Escitalopram alters functional brain architecture in a matter of hours
Anti-depressant reduces connectivity between resting-state networks in some areas of the brain and increases it in others
Serotonin is a key neurotransmitter which regulates important brain functions such as sensory perception, cognitive control, emotion regulation, vegetative processes and motor activity. Many serotonergic neurons are located in the brainstem and project to subcortical and cortical regions (brain areas of higher cognitive function).
The Leipzig-based researchers studied healthy study-participants who had never taken anti-depressants before, for 15 minutes in a brain scanner, three hours after the intake of a single dose of escitalopram. This scan records changes in blood-oxygenation as an indirect measure of the neural activity in different regions of the brain. Compared to conventional tests using functional magnetic resonance imaging (fMRI), this scan is taken without the study-participant performing any task in the scanner, thereby visualizing the brain’s functional networks at rest.
Following the intake of escitalopram, the study participants let their minds wander, while the researchers carried out brain scans to reconstruct three-dimensional images of the individual brains and their networks. A computer-based analysis then enabled them to calculate the number of individual network connections between these voxels and, thus, measure the changes in network-connectivity throughout the entire brain. “The intake of a single dose of escitalopram reduced the functional resting network connectivity in most cortical and subcortical regions of the brain. However, the intrinsic connectivity in the cerebellum and thalamus increased at the same time,” explains Julia Sacher from the Max Planck Institute for Human Cognitive and Brain Sciences. These observations are indicative of the important role of serotonin for modulating functional connectivity in the entire brain.

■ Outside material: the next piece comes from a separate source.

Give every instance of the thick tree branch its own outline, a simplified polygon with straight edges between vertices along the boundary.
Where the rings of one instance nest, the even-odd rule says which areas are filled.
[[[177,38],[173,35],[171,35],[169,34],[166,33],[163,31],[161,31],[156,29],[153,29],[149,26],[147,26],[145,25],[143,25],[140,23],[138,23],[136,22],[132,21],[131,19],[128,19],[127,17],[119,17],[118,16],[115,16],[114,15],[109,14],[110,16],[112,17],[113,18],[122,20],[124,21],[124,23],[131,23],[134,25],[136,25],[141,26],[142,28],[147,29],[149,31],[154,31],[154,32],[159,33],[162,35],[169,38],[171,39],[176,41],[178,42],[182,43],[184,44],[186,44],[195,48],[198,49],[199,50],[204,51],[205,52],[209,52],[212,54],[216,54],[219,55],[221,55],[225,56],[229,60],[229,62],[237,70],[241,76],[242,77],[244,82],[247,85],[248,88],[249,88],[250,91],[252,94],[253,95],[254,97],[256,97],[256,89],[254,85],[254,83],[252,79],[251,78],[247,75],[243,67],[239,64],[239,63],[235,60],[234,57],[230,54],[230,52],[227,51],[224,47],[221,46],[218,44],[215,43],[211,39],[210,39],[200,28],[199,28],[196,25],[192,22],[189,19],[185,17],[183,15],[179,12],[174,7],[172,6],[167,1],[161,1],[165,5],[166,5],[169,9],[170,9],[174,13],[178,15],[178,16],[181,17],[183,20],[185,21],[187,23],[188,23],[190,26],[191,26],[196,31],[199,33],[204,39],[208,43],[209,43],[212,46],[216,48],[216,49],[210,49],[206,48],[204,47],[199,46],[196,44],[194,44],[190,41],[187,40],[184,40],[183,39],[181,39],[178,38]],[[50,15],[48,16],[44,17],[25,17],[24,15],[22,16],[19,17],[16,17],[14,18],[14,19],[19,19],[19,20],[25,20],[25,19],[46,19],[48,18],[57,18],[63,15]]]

As a next step, the researchers would like to examine the variability of this resting network architecture in different patient groups. They are particularly hopeful that the comparison of changes in functional connectivity in patients who respond to anti-depressive treatment versus patients, who do not show a sufficient clinical response, will provide useful information. In future experiments they plan to test whether this method could be used to better predict treatment-outcome and thus help tailor a more personalized therapy for patients suffering from depression.